Mustafa Denizli için daha söylenecek bir çok şey var bu maçla ilgili. Mesela ilk 11 içerisinde topu ileriye taşıyacak yetenekli bir ayağın neden yoktu? Gerçi yedek kulübende oturttuğun yetenekli diye alınan ayakların da yeteneklerini biliyoruz ama bir Tabata sana Toraman’ın orta sahada yapığı katkıdan daha fazlasını yapmaz mıydı? Denizli’nin yanlışları vardı evet. Fakat oynayan futbolcularda hiç mi suç yok? Ernst’ten başka performansı iyiydi diyebileceğim bir beyaz formalı adam daha yoktu dün akşam sahada.
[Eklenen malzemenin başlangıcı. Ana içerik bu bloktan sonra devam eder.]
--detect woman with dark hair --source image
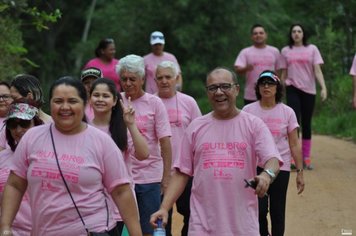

Protestolardan olumsuz etkileniyoruz diyen futbolcuların bu maçlık taraftar mazereti de olamaz. Çünkü sürekli destek veren bir taraftar vardı dün akşam. Hatta “UEFA’ya az kaldı saldır Beşiktaş” diye bağıran taraftar bile, 0–1 ’den sonra futbolcular yine etkilenmesin diye “UEFA’yı siktir et saldır Beşiktaş” diye bağırmaya başladı. İstekleri artık UEFA’dan devam etmek bile değildi. Sadece takım oynasın, galip gelelim, en azından beraberlik alalım ve kendi sahasında hiç puan kazanamamış bir takım olarak veda etmeyelimin derdindeydiler. Takım beraberliği yakaladığında biraz umutlandılar ama yenilen 2. gol ile birlikte yüreklerindeki umutlarıyla beraber İnönü’nün tribünlerini terk ettiler. Ben dahil.